Natalie Reitz worked as a barista at a Whole Foods Market store in Michigan beginning in January 2020. After more than a year spent navigating safety protocols, stressed-out customers and the introduction and loss of hazard pay, she quit and took a position as a production intern at Detroit Public Television.
Reitz, who is a photographer and videographer, said she might have stayed with the company longer if she saw a way into doing creative work, either at the store or corporate level.
“I didn't want my lifelong career to be grocery and frankly, I have the education that I don't have to have a lifelong career in grocery,” she said.
Likewise, Adam Kaat said he didn’t see clear opportunities to advance at the various grocery jobs he’s held. The Denver resident took a cashier position at Whole Foods shortly before the pandemic struck. He eventually rose to a supervisor position in the prepared foods department and said he could have potentially stayed on and navigated the “political” process of becoming an assistant manager. But it would have taken too long at the pay he was making and under the stressful working conditions he experienced.

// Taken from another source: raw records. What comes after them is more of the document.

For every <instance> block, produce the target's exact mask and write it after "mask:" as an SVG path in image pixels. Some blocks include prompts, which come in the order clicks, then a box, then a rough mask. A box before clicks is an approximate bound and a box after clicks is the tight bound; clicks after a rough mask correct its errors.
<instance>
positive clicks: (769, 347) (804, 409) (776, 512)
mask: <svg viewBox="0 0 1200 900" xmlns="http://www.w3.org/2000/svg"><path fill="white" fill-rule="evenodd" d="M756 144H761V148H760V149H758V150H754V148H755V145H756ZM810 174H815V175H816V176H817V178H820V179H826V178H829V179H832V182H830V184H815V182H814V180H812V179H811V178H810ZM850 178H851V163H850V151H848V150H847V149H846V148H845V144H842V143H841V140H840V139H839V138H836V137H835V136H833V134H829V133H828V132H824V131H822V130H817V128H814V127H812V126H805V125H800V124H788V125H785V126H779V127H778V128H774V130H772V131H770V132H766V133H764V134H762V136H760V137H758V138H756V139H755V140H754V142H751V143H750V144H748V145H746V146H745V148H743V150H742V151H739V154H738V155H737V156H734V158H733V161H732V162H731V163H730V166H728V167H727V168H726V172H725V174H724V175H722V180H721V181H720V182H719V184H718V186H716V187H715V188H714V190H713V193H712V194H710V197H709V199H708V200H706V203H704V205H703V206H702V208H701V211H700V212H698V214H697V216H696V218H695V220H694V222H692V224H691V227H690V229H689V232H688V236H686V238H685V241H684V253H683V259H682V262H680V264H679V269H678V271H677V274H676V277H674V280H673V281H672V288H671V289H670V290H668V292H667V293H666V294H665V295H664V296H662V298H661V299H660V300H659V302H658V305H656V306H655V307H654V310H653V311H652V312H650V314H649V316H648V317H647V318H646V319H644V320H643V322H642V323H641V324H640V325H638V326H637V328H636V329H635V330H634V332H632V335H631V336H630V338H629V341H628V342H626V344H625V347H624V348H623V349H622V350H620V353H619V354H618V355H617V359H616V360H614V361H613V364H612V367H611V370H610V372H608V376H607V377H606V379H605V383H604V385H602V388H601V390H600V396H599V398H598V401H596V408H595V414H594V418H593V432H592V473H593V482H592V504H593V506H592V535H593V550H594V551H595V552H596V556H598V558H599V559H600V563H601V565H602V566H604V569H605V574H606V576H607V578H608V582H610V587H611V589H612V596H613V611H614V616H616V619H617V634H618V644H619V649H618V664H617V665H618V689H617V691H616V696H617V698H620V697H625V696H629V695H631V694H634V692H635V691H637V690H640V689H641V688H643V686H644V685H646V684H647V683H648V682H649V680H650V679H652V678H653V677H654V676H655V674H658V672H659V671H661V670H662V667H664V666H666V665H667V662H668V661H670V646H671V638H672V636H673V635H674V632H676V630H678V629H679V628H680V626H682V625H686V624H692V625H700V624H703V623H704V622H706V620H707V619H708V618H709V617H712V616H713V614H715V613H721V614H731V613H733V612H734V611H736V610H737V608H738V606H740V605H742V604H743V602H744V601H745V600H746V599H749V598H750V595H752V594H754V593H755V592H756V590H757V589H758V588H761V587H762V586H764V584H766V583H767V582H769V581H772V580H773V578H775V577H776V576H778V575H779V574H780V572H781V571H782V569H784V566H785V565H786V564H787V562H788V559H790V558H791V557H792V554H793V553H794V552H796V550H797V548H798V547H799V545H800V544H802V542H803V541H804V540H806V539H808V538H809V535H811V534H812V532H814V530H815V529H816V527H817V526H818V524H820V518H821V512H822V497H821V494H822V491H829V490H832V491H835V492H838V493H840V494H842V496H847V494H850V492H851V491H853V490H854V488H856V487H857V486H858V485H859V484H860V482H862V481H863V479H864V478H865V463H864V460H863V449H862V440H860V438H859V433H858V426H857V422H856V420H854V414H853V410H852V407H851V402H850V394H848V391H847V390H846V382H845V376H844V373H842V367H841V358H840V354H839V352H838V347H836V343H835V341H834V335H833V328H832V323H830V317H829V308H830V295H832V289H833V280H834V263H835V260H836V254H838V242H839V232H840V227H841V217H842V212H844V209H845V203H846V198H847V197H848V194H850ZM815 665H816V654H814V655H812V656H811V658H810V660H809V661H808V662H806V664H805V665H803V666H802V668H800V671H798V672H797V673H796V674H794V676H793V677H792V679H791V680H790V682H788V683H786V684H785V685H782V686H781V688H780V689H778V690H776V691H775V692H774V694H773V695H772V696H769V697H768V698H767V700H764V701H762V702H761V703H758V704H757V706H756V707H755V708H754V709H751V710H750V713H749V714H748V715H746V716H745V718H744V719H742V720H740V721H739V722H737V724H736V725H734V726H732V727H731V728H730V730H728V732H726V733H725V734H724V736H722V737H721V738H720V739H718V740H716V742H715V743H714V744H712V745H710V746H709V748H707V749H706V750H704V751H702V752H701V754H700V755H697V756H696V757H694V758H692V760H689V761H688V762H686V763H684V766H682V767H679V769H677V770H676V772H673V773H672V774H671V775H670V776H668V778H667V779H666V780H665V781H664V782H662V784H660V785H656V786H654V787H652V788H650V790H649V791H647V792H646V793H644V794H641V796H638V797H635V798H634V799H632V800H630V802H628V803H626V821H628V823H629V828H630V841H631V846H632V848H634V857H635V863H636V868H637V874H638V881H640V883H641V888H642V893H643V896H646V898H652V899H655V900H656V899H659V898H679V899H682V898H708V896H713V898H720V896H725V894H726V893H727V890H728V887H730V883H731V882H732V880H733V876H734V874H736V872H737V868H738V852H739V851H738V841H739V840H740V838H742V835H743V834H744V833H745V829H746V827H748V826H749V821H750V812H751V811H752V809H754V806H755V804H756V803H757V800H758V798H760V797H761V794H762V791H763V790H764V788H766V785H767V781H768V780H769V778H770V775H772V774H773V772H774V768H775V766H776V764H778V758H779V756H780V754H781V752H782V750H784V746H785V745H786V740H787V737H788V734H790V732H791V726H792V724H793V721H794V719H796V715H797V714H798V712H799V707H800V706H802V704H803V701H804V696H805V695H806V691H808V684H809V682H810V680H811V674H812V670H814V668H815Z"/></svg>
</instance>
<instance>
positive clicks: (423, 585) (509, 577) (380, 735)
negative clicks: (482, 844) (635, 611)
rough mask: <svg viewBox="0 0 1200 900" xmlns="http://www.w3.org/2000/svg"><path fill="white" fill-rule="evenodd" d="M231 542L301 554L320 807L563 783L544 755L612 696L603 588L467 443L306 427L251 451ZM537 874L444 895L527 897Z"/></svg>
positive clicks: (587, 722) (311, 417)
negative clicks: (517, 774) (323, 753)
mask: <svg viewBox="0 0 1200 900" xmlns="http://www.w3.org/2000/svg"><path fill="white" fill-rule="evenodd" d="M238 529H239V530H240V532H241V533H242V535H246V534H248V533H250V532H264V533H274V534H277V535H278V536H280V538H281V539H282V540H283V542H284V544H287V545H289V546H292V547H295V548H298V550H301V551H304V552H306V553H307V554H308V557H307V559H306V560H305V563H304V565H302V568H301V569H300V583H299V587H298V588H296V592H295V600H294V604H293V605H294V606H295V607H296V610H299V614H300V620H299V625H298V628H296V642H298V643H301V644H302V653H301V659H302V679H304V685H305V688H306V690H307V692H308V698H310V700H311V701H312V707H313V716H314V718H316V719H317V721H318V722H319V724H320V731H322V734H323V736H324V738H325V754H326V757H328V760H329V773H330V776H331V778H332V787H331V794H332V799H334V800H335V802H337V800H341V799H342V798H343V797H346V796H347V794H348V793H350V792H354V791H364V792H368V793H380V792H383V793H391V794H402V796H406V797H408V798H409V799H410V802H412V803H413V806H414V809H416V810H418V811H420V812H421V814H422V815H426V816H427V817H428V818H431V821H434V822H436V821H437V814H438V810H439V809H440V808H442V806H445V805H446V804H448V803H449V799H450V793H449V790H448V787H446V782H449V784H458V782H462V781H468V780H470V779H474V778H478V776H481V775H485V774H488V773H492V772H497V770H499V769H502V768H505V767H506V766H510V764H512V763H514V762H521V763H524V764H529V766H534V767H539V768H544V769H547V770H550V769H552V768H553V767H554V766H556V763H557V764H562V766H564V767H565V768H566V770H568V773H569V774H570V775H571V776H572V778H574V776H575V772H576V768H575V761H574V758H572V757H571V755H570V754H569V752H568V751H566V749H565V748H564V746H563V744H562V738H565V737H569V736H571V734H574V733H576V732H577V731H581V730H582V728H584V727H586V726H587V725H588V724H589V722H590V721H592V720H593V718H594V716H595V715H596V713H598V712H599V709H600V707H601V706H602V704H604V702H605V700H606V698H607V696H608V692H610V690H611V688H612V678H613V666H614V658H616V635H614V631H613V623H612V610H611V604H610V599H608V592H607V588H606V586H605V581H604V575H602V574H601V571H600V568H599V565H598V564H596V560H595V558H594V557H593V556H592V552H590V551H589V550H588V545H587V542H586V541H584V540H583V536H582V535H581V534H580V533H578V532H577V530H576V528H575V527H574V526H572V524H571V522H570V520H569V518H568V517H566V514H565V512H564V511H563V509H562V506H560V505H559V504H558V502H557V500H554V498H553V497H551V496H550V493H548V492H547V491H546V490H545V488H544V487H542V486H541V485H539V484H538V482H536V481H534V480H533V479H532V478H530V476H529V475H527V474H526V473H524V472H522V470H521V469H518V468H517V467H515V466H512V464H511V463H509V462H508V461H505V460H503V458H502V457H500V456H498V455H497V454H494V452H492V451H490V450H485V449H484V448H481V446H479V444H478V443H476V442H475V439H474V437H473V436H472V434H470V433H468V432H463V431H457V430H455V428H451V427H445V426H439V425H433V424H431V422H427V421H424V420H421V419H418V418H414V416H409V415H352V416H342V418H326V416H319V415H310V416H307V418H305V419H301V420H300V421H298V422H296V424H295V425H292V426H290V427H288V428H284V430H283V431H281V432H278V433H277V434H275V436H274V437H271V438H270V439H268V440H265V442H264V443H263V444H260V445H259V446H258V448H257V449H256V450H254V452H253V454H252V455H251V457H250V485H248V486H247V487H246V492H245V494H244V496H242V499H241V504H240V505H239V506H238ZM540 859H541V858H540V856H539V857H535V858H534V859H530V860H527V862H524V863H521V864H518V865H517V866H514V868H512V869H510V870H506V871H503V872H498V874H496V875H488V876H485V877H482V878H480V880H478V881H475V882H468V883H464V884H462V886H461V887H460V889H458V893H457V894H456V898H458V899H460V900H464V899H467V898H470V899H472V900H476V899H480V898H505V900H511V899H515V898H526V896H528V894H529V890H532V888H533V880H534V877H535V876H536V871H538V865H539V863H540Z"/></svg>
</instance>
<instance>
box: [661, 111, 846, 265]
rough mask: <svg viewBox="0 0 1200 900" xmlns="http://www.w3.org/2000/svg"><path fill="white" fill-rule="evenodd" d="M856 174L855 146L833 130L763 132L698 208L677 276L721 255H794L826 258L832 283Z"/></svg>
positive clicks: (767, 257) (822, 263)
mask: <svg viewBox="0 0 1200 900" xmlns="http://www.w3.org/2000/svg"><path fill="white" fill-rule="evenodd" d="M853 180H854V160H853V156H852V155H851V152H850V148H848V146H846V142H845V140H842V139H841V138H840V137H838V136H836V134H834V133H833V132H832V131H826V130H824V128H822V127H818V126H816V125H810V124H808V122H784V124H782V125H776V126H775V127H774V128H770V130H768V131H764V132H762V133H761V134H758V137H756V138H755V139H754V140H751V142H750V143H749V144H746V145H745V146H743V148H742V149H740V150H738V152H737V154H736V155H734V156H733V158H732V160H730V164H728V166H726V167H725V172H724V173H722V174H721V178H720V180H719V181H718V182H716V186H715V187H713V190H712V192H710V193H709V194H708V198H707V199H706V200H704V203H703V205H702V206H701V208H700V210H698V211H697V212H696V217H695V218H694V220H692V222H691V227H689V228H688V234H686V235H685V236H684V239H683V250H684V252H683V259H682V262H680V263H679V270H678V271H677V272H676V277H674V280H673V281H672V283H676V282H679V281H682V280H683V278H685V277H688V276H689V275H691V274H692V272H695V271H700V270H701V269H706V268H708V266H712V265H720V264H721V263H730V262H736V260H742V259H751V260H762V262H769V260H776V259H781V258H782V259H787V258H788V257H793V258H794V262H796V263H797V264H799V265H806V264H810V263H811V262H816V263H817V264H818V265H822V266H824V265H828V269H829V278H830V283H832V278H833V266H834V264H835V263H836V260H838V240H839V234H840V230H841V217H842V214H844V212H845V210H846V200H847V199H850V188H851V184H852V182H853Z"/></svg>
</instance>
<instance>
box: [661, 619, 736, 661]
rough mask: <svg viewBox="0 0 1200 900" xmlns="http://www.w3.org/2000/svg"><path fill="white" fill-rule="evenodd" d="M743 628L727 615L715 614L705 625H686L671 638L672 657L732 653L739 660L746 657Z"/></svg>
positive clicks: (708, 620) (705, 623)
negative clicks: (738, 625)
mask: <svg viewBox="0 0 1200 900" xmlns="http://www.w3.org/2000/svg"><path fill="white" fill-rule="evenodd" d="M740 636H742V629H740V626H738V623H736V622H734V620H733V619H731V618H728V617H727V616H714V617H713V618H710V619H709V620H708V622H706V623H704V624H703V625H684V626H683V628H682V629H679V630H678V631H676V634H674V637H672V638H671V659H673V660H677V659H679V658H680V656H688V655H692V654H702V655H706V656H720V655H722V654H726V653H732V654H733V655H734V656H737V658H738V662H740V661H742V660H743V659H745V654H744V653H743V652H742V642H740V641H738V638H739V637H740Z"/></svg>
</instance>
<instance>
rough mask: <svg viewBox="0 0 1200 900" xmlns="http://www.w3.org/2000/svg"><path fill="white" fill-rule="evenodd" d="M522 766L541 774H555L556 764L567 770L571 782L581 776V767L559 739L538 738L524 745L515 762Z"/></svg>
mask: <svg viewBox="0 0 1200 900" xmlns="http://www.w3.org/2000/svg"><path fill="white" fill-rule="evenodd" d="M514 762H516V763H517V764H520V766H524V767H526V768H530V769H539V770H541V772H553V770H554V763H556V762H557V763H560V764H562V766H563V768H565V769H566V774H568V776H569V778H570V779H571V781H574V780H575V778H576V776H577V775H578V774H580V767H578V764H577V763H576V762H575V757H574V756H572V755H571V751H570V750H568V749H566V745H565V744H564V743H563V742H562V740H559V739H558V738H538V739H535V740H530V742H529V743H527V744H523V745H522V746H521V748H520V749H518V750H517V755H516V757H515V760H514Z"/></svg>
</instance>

Kaat now works as a customer service representative for a food company. He recently published a book about working in a grocery store during the pandemic, “Life on the Grocery Line.”
“I didn’t feel like there was a direct path to get my head above water very quickly,” Kaat said.
Lutcavage acknowledged that frontline jobs are difficult, requiring lengthy shifts and working weekends as well as holidays. He said Giant hopes its new training programs can help workers become more engaged with their roles, which could keep them with the company for longer.
“We may have gotten an extra year and a half out of someone because we were investing in them,” he said.
Giant is also trying to make its store management jobs more attractive by improving work-life balance. The company recently experimented with a four-day workweek for managers. It’s also making more of an effort to stagger its management shifts and keep a close eye on weekly hours so that its store leaders don’t work too many hours.
At Stew Leonard’s, Story said she’s hoping to develop a program that will expose promising employees to various positions around the company, similar to how doctors in training go through rotations across various disciplines. The goal would be to match them with a career opportunity that they love.
“By exposing them to all these different areas and moving them around, they might find one that they’re really passionate about,” she said.